Israel has made impressive gains in a week of war, damaging much nuclear infrastructure and killing key scientists. That is positive progress toward the necessary outcome. But the goal has not been achieved. One way or another, the deeply buried enrichment facility at Fordow must be dismantled. There are three possibilities: an ingenuous Israeli solution using means other than aerial bombs; a U.S. bunker-busting strike using unique American capabilities; or a return to negotiations, leveraging the threat of military action, and a concession by Iran. There is still a narrow window for coercive diplomacy to produce the latter outcome. If he decides to act, Trump should make every effort to mitigate risk, protect U.S. forces and partners, and deter Iran from widening the war.
The outcome we should seek should not include regime change.
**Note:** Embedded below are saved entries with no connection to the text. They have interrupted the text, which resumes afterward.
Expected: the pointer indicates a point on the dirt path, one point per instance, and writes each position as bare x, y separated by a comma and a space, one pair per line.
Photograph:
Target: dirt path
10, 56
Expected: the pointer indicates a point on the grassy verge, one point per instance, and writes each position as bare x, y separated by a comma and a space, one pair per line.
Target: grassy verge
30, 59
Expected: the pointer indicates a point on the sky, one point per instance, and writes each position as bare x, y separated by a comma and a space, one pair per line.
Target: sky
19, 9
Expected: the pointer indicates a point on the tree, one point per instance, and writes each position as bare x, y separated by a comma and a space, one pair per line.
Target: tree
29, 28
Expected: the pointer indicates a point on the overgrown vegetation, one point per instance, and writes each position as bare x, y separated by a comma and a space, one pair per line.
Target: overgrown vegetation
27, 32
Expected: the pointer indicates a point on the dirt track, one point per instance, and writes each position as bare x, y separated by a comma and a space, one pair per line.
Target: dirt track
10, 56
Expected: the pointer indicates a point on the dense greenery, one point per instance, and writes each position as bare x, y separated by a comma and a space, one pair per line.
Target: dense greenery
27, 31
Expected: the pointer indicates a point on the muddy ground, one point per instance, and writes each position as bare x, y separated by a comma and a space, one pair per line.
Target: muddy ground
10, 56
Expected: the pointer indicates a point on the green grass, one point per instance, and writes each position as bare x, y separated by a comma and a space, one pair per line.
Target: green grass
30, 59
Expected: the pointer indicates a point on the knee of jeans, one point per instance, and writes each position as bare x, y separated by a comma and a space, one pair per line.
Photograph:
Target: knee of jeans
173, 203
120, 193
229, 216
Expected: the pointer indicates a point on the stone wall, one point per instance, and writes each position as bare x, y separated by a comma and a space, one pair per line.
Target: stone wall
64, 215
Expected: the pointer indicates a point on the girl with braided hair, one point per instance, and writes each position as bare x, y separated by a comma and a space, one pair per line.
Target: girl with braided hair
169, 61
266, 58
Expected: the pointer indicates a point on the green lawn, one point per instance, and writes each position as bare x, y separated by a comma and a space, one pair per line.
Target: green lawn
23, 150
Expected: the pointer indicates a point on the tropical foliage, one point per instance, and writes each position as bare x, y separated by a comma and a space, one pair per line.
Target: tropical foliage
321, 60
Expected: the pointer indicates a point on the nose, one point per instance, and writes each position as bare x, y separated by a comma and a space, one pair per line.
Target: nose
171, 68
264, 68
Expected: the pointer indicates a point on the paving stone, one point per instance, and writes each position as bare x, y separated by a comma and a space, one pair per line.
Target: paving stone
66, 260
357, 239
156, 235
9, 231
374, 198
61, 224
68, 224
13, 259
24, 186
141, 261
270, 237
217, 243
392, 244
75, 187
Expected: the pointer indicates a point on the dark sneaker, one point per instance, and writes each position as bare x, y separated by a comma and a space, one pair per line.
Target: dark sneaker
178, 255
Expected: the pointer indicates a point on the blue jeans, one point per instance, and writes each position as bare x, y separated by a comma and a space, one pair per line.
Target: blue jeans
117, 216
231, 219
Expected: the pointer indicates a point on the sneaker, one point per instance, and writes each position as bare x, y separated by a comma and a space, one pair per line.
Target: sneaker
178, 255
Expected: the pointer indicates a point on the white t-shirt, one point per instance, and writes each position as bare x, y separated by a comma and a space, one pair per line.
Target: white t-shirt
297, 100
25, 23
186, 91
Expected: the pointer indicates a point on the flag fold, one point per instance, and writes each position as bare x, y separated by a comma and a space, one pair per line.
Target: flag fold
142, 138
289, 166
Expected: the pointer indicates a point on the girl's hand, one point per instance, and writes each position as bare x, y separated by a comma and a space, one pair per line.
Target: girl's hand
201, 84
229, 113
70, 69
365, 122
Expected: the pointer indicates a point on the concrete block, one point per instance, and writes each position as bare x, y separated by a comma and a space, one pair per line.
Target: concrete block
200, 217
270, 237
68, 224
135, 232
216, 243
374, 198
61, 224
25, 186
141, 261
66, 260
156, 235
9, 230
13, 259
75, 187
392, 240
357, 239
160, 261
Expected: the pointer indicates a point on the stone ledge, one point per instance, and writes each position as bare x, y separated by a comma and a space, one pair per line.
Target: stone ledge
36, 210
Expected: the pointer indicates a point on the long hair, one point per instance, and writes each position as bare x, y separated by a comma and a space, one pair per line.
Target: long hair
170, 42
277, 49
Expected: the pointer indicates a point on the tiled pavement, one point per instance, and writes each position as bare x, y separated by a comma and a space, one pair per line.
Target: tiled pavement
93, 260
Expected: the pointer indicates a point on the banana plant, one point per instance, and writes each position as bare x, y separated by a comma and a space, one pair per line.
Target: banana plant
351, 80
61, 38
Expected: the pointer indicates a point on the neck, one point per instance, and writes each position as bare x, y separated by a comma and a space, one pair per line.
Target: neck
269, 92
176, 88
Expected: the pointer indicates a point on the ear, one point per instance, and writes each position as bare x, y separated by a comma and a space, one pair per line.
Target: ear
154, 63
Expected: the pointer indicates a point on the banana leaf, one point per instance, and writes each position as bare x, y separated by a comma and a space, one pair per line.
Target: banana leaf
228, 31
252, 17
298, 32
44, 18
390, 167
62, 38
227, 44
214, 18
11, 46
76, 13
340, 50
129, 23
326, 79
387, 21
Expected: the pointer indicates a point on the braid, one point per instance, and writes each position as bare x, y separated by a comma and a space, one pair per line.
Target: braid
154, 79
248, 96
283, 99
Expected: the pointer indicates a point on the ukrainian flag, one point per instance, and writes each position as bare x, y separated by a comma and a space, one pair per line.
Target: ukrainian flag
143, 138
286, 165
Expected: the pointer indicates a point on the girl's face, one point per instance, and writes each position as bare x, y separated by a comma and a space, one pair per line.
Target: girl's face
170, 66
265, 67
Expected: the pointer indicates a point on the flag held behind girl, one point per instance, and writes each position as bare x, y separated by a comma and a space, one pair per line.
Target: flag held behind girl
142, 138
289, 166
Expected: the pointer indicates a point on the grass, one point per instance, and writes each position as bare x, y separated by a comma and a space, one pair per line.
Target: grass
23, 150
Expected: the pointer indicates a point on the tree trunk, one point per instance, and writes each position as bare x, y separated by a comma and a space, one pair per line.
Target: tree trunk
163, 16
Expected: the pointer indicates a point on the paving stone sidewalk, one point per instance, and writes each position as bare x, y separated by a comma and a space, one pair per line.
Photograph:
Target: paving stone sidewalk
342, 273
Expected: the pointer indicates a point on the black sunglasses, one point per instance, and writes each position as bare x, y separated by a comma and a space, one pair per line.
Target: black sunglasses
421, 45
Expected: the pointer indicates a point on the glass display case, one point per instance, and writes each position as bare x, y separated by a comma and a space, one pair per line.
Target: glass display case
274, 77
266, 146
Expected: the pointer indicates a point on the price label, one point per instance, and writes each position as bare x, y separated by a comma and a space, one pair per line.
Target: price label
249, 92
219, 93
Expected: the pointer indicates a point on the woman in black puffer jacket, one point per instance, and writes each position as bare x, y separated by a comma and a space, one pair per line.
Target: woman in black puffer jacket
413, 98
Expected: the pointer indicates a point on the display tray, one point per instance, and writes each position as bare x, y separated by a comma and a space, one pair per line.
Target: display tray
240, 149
The mullahs’ regime is brutal to the Iranian people and aggressive against its neighbors. But a military campaign against nuclear sites cannot execute regime change, nor control its course. If the Iranian people take matters into their hands, we should make every effort to support them.
History is a tool, not a guide. It does not replace clear-eyed confrontation of real-time choices before us.
Daniel B. Shapiro is a distinguished fellow at the Atlantic Council. He previously served a U.S. ambassador to Israel and deputy assistant secretary of defense for the Middle East.